Muthiah Vaduganathan et al. have performed a post hoc analysis of the EVEREST trial, conducted on hospitalized patients with worsening heart failure (HF) and ejection fraction (EF) ≤ 40%, evaluated during a 1-year follow-up, focusing attention on relationship between lymphocyte count with post-discharge outcomes. These authors found that patients with lymphopenia were older and with higher rates of comorbidities (diabetes mellitus, atrial fibrillation, and kidney insufficiency) and were clinically characterized by wide QRS duration, high natriuretic peptides, and low EF. Although lymphopenia during hospitalization was normalized in the majority of patients in the early post-discharge period, interestingly mild lymphopenia was associated with an increased all-cause mortality (HR 1.31), cardiovascular mortality or HF hospitalization at 3 months from hospital discharge (HR 1.14) [34].

Beyond hospitalized patients, circulating levels of lymphocytes in outpatients with chronic HF predict survival up to 1 year [35]. In last decades, several possible mechanisms have been proposed explaining the relationship between lymphopenia and CVD and HF; among these the main suggested elements were hemodynamic features, such as elevated bi-ventricular filling pressures, splanchnic congestion, with direct enteric losses of lymphocytes or leukocyte redistribution [36]; immunological features, such as strong immune activation, release of cytokines (i.e., tumor-necrosis factor-1), and apoptotic mechanisms, directly inducing reductions in lymphocyte counts (particularly T-helper cell and B-cell) (27–28); hormonal features, such as the activation of the hypothalamic–pituitary–adrenal axis inducing increased endogenous production of cortisol and catecholamines [34].
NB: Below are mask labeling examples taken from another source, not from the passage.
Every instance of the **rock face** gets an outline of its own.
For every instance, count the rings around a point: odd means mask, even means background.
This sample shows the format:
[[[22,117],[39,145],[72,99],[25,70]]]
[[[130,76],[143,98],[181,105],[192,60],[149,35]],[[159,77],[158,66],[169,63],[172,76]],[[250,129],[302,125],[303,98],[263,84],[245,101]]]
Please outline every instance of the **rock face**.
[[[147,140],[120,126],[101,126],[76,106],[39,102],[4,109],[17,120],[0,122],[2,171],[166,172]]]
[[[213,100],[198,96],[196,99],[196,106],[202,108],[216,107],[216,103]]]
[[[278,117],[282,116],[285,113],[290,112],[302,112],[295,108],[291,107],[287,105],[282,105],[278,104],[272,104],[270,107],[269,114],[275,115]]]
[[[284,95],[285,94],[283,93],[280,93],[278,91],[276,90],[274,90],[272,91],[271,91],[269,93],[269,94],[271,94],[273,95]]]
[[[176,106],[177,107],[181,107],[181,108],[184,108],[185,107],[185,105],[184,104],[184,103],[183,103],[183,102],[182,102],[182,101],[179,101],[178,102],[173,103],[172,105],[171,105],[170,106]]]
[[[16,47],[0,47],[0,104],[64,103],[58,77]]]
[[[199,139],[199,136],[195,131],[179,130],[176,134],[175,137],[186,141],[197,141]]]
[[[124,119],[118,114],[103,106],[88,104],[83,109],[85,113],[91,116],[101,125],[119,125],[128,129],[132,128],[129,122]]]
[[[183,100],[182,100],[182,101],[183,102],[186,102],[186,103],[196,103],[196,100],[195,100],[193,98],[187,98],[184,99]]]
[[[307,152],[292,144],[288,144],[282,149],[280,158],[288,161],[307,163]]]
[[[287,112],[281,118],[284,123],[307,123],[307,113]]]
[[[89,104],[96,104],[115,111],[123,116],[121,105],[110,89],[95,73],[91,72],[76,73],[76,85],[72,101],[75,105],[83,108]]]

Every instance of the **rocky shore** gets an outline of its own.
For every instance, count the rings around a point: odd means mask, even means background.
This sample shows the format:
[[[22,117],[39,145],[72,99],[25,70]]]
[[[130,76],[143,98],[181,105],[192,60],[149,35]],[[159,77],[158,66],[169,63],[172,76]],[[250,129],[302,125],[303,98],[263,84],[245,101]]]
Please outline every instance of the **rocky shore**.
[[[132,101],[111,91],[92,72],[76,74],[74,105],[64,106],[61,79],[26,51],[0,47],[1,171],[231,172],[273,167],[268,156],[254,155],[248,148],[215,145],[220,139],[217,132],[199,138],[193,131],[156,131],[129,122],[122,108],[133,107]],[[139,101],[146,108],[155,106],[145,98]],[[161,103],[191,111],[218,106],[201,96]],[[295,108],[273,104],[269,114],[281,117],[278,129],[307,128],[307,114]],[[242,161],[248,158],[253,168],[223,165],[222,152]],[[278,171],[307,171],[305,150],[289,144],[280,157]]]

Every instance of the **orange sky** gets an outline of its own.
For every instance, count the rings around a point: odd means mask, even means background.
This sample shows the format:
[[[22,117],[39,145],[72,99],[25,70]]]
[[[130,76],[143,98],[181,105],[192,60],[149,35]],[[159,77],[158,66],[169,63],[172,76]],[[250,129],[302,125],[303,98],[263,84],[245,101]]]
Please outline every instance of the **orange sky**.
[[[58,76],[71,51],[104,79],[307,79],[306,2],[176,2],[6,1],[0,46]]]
In summary, lymphopenia should be valued at the time of hospital admission by physicians as a factor influencing the prognosis, the management and the treatment of these patients. It is useful to pay high attention, especially to subjects with persistent lymphopenia during hospitalization, in order to identify subgroups of patients at higher frailty who require a closer monitoring to avoid a bad prognosis.